Cinéma : après le témoignage de Muriel Robin dans l'émission "Quelle Epoque !", la place accordée aux actrices et acteurs LGBT mise en question
Ultra-populaire, l'actrice et humoriste a mis les pieds dans le plat sur le plateau de "Quelle Epoque !" sur France 2 ce week-end, affirmant qu'elle était "la seule actrice au monde à dire son homosexualité". Muriel Robin, 68 ans, explique que son orientation sexuelle l'a empêchée pendant des décennies de se voir proposer des rôles dans des comédies, alors qu'elle remplit les salles avec ses spectacles.
"Je connais les acteurs homosexuels français, ils se taisent", car il n'y a pas d'interprètes gays ou lesbiennes affichées "qui font de grande carrière", a-t-elle poursuivi, allant jusqu'à lâcher à l'attention des jeunes : "Il faut leur dire que ce n'est pas la peine qu'ils fassent ce métier. Ils ne travailleront pas".

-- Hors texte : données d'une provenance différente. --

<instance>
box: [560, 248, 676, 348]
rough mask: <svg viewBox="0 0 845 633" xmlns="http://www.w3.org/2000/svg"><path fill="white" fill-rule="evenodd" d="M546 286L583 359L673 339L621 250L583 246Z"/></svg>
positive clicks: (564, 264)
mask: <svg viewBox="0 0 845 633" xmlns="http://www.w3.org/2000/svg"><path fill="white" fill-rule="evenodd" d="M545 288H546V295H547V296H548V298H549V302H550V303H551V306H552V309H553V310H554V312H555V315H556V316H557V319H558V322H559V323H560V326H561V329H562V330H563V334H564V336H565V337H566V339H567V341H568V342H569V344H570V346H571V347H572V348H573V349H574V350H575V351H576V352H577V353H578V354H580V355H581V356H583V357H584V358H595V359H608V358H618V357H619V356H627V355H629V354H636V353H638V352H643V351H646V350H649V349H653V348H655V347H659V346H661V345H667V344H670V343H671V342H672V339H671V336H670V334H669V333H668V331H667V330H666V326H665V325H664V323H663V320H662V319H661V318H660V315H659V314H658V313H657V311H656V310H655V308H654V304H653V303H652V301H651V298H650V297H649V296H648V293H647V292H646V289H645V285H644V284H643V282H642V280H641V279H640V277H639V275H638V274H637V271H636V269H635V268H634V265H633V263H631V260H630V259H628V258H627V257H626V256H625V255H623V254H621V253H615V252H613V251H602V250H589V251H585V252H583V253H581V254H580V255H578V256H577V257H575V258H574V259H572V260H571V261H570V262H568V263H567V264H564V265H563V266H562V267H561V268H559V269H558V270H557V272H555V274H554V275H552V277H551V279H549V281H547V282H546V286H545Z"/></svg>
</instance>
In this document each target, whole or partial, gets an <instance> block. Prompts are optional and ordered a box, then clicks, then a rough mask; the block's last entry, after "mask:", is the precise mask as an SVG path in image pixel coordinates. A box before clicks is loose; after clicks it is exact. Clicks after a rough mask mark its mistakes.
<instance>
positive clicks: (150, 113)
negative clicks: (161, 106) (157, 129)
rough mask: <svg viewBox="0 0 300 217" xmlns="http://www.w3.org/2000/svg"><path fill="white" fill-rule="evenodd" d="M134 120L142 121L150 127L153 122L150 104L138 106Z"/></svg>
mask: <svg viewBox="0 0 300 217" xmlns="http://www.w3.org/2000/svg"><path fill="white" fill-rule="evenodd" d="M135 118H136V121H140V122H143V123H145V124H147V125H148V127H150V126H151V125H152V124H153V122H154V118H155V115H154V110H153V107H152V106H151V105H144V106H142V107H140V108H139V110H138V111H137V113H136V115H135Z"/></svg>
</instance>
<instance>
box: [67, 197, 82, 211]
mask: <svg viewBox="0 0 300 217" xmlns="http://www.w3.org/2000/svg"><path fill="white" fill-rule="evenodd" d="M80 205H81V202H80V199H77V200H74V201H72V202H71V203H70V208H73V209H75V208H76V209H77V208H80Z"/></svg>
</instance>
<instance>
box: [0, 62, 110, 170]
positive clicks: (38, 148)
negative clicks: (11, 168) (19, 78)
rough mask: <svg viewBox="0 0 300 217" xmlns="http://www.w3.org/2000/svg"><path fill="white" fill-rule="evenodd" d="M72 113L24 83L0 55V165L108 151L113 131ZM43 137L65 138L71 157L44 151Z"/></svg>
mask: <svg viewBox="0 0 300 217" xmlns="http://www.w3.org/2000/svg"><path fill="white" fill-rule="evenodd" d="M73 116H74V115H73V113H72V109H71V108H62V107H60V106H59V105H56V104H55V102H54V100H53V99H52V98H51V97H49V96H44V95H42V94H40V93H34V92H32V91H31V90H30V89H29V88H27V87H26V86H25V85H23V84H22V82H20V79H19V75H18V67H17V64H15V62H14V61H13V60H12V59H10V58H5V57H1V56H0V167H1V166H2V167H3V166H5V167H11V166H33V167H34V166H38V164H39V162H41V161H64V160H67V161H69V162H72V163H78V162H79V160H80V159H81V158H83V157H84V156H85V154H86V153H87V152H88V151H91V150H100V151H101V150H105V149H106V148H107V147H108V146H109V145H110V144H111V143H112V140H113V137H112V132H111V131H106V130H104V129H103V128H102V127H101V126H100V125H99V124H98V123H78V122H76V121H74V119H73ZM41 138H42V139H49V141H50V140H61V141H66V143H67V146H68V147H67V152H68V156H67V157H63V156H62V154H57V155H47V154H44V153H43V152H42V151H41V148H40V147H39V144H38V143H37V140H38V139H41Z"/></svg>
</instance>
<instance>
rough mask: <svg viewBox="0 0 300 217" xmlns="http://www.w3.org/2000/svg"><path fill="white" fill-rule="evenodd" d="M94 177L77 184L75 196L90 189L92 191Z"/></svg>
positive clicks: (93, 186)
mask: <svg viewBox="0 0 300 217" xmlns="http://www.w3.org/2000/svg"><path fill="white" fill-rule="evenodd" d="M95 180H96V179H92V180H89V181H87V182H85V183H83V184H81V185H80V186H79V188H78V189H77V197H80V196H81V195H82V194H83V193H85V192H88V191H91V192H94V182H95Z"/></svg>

En cause, selon elle, le "désir" qui doit être projeté sur les stars du grand écran : "si on est homosexuel, on n'est pas désirable, on n'est pas pénétrable. Et quand on n'est pas pénétrable (...) on ne vaut rien", a résumé Muriel Robin.
Un manque de visibilité
Cette discrimination est impossible à quantifier : il n'existe pas de données sur l'orientation sexuelle des acteurs et actrices. Peu d'acteurs ou actrices français connus ont publiquement évoqué leur homosexualité, à l'instar de Nicolas Maury ou d'Adèle Haenel, qui a dit adieu avec fracas au cinéma en mai dernier. À l'étranger, le Britannique Rupert Everett a déjà évoqué les difficultés à être un acteur gay, quand Muriel Robin a cité l'exemple de Jodie Foster, qui s'est longtemps tue.
En revanche, le collectif 50/50, qui étudie les questions de discrimination dans le milieu du cinéma, a publié l'an dernier un baromètre permettant de mesurer notamment la proportion de personnages LGBT+ dans les films français.
La conclusion ? Ils sont rares : sur la centaine de films étudiés, l'orientation sexuelle est connue pour 82% des personnages principaux, et seuls 5% d'entre eux sont homosexuels ou bisexuels, et ils sont "fortement stéréotypés", relève l'étude.
"Une prise de risque énorme"
Très souvent, ces rôles sont joués par des acteurs ne se revendiquant pas comme homosexuels, souligne auprès de l'AFP Stéphane Gaillard, un directeur de casting engagé sur le sujet. Et les rares actrices lesbiennes ou acteurs gays affichés ne se voient plus proposer de rôles de personnages hétérosexuels, voyant leur identité "vampirisée", poursuit-il.
"Ce n'est pas un complot, c'est quelque chose de très ancré et qui n'est pas réfléchi", même chez des réalisateurs queers, analyse-t-il. Résultat, "aujourd'hui encore, les acteurs ont une grande difficulté à dire qui ils ou elles sont. C'est une prise de risque énorme".
"Pour un hétéro, jouer un rôle gay apporte une valeur ajoutée, c'est un tremplin, quand pour un homo, c'est le risque de ne plus se voir proposer qu'un seul type de rôles", ajoute-t-il.
Culture de la virilité
Le mécanisme décrit par Muriel Robin "joue surtout pour les stars les plus connues, qui doivent rester des objets de désir", complète une autre directrice de casting et responsable chez le collectif 50/50, Sophie Lainé Diodovic.
Au-delà de l'orientation sexuelle supposée, cette professionnelle appelle à " une déconstruction culturelle de la virilité" dominante, pour mieux refléter la diversité des désirs du public. Lors de la préparation de certains films, "je me suis déjà entendu répondre : celui-ci, il fait trop gay", raconte-t-elle à propos d'un acteur ne répondant pas aux critères classiques de la virilité "à la Belmondo ou Depardieu". Déjà les choses bougent, "avec des Edouard Baer, des Timothée Chalamet", beaucoup moins virils physiquement.
Pour continuer de changer cet "inconscient collectif", Sophie Lainé Diodovic en appelle à un travail de tout le milieu. L'ancien agent Dominique Besnehard ( Dix pour cent) espère que la prise de position de Muriel Robin pourra aider de jeunes interprètes : "ce qu'elle fait là est bien (...) elle va faire avancer les choses", a-t-il déclaré dans l'émission en ligne BuzzTV.